Reduce dal successo riscontrato in degustazioni di Amarone dai 10 ai 40 anni in Quebec («Ovunque lo facciamo assaggiare riscuote ottimi consensi»), Pedron ammette però che oggi manca un’analisi puntuale dei mercati, dei canali distributivi e delle modalità di commercializzazione della Doc. Una fotografia oggi indispensabile per muoversi con successo e in maniera compatta nei diversi Paesi (storici ed emergenti).
Così, dopo l’analisi della struttura produttiva della Valpolicella presentata sei anni fa in collaborazione con Eugenio Pomarici dell’Università di Napoli, ci anticipa: «L’anno prossimo, in occasione di Anteprima Amarone, avremo i risultati di un nuovo studio in collaborazione con l’Università di Verona che ci farà comprendere le chance commerciali della Doc a livello globale».

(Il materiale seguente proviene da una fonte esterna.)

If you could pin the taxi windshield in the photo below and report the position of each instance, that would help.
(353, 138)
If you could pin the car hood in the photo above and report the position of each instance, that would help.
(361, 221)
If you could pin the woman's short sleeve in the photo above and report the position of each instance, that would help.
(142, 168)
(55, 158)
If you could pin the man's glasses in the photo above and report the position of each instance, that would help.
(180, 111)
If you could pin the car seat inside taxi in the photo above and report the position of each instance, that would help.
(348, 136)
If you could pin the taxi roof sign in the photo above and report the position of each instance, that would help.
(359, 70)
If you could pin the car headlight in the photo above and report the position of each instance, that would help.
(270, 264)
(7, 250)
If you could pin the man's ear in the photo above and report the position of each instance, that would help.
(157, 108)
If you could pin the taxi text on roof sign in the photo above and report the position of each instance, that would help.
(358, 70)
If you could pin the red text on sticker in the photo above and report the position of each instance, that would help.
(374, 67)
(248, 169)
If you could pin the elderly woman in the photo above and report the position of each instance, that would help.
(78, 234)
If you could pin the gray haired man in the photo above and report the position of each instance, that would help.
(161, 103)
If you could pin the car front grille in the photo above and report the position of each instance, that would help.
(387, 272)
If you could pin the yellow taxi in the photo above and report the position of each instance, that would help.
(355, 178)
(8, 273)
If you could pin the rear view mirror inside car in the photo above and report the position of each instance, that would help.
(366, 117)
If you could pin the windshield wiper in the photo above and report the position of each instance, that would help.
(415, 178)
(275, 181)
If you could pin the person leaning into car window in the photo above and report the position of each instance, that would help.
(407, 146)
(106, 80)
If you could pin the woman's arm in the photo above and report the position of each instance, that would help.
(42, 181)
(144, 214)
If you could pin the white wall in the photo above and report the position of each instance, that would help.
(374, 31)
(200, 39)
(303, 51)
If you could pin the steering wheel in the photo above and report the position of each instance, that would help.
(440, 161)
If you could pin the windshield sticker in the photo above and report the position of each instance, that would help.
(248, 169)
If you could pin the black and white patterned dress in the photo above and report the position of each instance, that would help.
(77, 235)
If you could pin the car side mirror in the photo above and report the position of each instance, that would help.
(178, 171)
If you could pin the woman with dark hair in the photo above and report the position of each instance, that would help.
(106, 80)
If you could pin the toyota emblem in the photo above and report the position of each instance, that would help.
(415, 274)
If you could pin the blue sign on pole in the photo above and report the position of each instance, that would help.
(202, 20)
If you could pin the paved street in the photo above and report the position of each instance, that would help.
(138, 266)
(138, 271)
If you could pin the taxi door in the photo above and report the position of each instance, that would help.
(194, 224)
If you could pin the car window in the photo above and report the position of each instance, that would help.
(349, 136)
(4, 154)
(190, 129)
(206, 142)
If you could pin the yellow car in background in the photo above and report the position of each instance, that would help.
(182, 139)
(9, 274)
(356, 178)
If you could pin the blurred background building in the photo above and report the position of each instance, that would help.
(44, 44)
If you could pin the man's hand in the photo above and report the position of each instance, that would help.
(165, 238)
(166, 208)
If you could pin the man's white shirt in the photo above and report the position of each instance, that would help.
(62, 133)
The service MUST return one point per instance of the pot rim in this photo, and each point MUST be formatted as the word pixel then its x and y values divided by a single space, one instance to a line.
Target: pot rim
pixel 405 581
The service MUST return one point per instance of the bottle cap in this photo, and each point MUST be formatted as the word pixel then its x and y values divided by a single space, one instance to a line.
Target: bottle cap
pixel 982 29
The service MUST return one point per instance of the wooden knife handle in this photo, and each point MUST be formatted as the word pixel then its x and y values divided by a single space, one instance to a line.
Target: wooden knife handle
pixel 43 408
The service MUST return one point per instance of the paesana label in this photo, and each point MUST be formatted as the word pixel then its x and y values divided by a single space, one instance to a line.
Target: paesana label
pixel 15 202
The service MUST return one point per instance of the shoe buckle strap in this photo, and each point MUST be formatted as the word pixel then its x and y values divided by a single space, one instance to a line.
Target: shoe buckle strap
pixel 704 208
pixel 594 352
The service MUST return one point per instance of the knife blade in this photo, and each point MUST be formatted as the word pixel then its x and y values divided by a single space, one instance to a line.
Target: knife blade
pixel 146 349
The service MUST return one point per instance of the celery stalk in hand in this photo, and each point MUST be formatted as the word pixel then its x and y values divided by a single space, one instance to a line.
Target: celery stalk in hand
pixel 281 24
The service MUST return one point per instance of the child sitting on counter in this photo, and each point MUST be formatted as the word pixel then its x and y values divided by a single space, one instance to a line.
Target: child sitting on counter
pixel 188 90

Tra i progetti che accarezza rientra il reperimento di una struttura polivalente per ampliare le opportunità della ricerca, da valorizzare anche come sede di immagine per il Valpolicella Doc. «Uno dei prossimi passi che mi piacerebbe concretizzare è inoltre l’ottenimento della certificazione ambientale per il Valpolicella. L’ecosostenibilità è un traguardo ormai irrinunciabile», ha concluso Pedron.
Valpolicella in cifre
La zona di produzione della Doc Valpolicella si estende nella fascia pedecollinare della provincia di Verona per circa 45 chilometri, dalle rive del lago di Garda al confine con la provincia di Vicenza, per un totale di 19 comuni dei quali cinque nella zona “classica”. Gli associati al Consorzio di tutela sono 169 imbottigliatori, dei quali 7 Cantine sociali, e oltre 1.900 aziende agricole e 412 fruttai per l’appassimento di uva. La superficie vitata è pari a 6.363 ettari, con un potenziale di oltre 763.500 quintali di uva. Divisi per tipologia, gli ettari sono equamente spartiti tra Valpolicella Classico e Valpolicella Doc (3.150 ettari ciascuno). Nel 2009 la produzione di uva destinata a vini Valpolicella a denominazione di origine è stata pari a 735.157 quintali, dei quali 218.954 vinificati ad Amarone e Recioto, 215.749 a Valpolicella Classico e 300.472 a Valpolicella. La produzione complessiva di vino è ammontata a 448.935 ettolitri e a 49,4 milioni di bottiglie, delle quali 40 milioni di Valpolicella (compresi 13,6 milioni di bottiglie ottenute con la tecnica del Ripasso), 9 milioni di Amarone della Valpolicella (diventate 13,2 nel 2010) e 400.000 di Recioto della Valpolicella. Il fatturato franco cantina è stato di 76 milioni di euro per il Valpolicella, 108 milioni per l’Amarone e 5,6 milioni di euro per il Recioto. Oggi le quotazioni per i terreni in Valpolicella sono stimate sui 500.000 euro/ettaro.